A 1994 interview with famed editor Robert Gottlieb in the Paris Review was passed around online this week. It breaks from the magazine’s normal format. Instead of featuring Gottlieb and an interviewer, It features him and extended comments by a chorus of writers with whom he’s worked, including Toni Morrison, Michael Crichton, Cynthia Ozick, Robert Caro, and others. The whole thing is worth reading, but below are three of my favorite excerpts:
Gottlieb:
Joe Heller and I have always been on exactly the same wavelength editorially, and the most extraordinary proof of this came up when we were working on Something Happened. It’s a deeply disturbing book about a very conflicted man — a man who is consumed with anxiety and all kinds of serious moral problems — and his name was Bill Slocum.
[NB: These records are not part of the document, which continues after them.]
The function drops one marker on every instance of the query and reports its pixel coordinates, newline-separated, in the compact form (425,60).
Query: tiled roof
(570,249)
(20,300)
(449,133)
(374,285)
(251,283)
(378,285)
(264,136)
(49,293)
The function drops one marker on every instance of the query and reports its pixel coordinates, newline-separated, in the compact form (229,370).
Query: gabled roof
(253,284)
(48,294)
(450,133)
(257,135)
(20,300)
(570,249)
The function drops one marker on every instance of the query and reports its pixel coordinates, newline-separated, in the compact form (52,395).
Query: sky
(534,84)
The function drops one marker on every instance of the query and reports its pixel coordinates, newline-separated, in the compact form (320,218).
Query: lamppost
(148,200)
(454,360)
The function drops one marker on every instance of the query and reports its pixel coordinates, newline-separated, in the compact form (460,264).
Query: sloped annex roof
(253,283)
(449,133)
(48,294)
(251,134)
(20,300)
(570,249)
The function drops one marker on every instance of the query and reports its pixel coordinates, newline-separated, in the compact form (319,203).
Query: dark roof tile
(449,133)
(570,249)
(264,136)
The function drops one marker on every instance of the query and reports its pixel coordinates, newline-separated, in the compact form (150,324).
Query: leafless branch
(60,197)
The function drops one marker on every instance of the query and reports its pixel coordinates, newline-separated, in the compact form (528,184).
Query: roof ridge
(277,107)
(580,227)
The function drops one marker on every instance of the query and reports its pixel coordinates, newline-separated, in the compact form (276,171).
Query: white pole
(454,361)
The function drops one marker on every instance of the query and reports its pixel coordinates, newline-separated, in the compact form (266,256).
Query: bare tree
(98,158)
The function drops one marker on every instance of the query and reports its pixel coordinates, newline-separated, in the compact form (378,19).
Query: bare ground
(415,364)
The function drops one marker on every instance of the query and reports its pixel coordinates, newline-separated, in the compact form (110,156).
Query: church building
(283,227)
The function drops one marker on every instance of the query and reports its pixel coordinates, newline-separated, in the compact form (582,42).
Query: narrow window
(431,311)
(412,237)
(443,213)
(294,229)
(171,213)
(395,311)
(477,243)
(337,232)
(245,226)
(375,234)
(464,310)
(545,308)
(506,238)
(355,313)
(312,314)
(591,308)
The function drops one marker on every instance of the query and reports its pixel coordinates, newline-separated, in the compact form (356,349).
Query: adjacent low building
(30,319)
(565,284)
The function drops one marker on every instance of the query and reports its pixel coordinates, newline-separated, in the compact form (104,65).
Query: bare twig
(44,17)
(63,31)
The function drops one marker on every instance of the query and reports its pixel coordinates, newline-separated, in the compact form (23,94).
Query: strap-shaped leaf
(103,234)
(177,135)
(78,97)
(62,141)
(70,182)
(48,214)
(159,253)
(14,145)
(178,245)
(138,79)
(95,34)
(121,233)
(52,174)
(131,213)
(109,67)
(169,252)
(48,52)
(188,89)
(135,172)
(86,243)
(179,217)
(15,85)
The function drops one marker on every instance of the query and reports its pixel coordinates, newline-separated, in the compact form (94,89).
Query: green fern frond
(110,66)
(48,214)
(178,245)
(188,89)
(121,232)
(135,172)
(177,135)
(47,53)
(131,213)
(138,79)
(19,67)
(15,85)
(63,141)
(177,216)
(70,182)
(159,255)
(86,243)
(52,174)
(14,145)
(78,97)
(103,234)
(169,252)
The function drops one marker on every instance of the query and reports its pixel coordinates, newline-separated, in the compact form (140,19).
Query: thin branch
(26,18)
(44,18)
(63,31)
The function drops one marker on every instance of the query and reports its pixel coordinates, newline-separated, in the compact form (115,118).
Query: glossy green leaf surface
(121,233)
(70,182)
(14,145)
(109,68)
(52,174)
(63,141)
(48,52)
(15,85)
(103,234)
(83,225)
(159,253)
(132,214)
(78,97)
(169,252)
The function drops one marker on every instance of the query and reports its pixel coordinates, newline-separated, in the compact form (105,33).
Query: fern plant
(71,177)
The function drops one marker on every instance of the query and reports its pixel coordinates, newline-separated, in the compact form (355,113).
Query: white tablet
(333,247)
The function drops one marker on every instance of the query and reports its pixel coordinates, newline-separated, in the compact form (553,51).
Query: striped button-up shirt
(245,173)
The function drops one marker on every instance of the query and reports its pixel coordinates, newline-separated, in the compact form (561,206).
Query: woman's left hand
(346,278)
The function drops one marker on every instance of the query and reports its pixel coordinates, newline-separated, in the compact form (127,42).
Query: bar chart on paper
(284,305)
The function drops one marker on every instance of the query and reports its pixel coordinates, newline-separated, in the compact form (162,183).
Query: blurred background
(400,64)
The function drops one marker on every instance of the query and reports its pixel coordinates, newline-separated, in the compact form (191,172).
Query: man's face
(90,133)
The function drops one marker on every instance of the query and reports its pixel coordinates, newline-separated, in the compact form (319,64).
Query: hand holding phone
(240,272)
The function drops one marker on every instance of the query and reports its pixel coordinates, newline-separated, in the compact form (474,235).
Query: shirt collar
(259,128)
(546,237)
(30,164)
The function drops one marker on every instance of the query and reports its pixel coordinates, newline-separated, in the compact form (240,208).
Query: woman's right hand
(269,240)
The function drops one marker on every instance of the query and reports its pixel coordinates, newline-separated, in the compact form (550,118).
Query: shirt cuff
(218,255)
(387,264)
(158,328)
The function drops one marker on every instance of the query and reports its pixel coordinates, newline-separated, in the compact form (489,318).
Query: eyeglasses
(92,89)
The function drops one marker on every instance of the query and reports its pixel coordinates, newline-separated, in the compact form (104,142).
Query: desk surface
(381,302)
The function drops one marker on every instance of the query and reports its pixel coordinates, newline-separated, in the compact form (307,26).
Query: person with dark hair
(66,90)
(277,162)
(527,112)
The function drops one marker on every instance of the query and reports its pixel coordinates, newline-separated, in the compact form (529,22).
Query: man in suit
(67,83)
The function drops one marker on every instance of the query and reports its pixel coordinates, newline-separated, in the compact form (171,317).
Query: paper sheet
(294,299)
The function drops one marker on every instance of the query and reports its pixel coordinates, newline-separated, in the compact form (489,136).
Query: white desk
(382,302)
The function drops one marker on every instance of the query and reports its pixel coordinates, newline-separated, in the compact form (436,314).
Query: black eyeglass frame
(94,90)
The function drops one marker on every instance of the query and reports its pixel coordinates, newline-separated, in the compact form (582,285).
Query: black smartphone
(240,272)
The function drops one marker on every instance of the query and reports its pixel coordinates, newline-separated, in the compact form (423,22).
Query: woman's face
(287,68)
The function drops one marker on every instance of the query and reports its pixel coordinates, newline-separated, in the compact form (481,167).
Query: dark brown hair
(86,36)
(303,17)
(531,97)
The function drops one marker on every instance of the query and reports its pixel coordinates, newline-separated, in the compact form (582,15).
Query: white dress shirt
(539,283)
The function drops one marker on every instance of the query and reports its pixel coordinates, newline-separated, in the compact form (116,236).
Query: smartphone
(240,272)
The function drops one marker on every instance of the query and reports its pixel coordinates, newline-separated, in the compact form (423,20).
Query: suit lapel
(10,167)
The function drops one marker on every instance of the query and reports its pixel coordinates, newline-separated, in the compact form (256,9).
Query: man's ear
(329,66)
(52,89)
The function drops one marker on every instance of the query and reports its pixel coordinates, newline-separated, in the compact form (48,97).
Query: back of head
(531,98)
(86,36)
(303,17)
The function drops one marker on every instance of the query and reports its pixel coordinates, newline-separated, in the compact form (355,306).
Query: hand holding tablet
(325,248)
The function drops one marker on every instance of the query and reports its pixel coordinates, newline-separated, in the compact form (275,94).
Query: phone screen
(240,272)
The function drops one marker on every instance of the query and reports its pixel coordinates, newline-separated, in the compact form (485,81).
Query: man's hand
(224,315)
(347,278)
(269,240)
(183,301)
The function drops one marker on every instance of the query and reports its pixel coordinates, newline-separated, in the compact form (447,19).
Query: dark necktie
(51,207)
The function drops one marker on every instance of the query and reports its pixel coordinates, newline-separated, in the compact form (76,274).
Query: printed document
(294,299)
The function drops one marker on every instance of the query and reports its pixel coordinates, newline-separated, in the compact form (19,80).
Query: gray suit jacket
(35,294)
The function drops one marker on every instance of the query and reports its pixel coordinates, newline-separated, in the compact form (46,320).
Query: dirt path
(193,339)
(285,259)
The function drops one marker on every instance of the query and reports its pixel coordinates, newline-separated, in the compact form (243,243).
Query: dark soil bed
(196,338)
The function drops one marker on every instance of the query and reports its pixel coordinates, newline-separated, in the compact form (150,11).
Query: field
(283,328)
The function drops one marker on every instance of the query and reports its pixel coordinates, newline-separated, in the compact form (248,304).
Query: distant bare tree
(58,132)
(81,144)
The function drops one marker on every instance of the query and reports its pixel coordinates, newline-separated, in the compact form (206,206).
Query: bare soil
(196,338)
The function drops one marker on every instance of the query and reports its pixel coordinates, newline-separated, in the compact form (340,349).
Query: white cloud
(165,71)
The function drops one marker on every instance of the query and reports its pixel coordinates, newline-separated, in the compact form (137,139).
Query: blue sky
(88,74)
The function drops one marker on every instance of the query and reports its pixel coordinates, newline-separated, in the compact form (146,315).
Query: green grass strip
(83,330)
Well, we went through the whole book, and divided it up into chapters and all the rest of it, and at the end of the process I said, Joe, this is going to sound crazy to you but this guy is not a Bill. He said, Oh really, what do you think he is? I said, He’s a Bob. And Joe looked at me and said, He was a Bob, and I changed his name to Bill because I thought you would be offended if I made him a Bob. I said, Oh no, I don’t think he’s anything like me, it’s just that this character is a Bob. So we changed it back. It was absolutely amazing. How did it happen? I don’t know. I suppose our convoluted, neurotic, New York Jewish minds work the same way.
Robert Caro:
In all the hours of working on The Power Broker, Bob never said one nice thing to me — never a single complimentary word, either about the book as a whole or about a single portion of the book. That was also true of my second book, The Path to Power. But then he got soft. When we finished the last page of the last book we worked on, Means of Ascent, he held up the manuscript for a moment and said, slowly, as if he didn’t want to say it, Not bad. Those are the only two complimentary words he has ever said to me, to this day.
Gottlieb:
I have idiosyncrasies in punctuation, like everybody else. Because one of the formative writers of my life was Henry James, it’s all too easy for me to pepper a text with dashes. Many people don’t like dashes. With Le Carré, I’m always putting commas in, and he’s always taking them out, but we know that about each other. He’ll say, Look, if you absolutely need this one, have it. And I’ll say, Well, I would have liked it, but I guess I can live without it. We accommodate each other. When I was a young firebrand it never occurred to me that I might be wrong, or that I wasn’t going to have my way, or that it wasn’t my job to impose my views. I could get into twenty-minute shouting matches over semicolons, because every semicolon was a matter of life or death. As you grow older you realize that there are bad lines in King Lear and it has survived.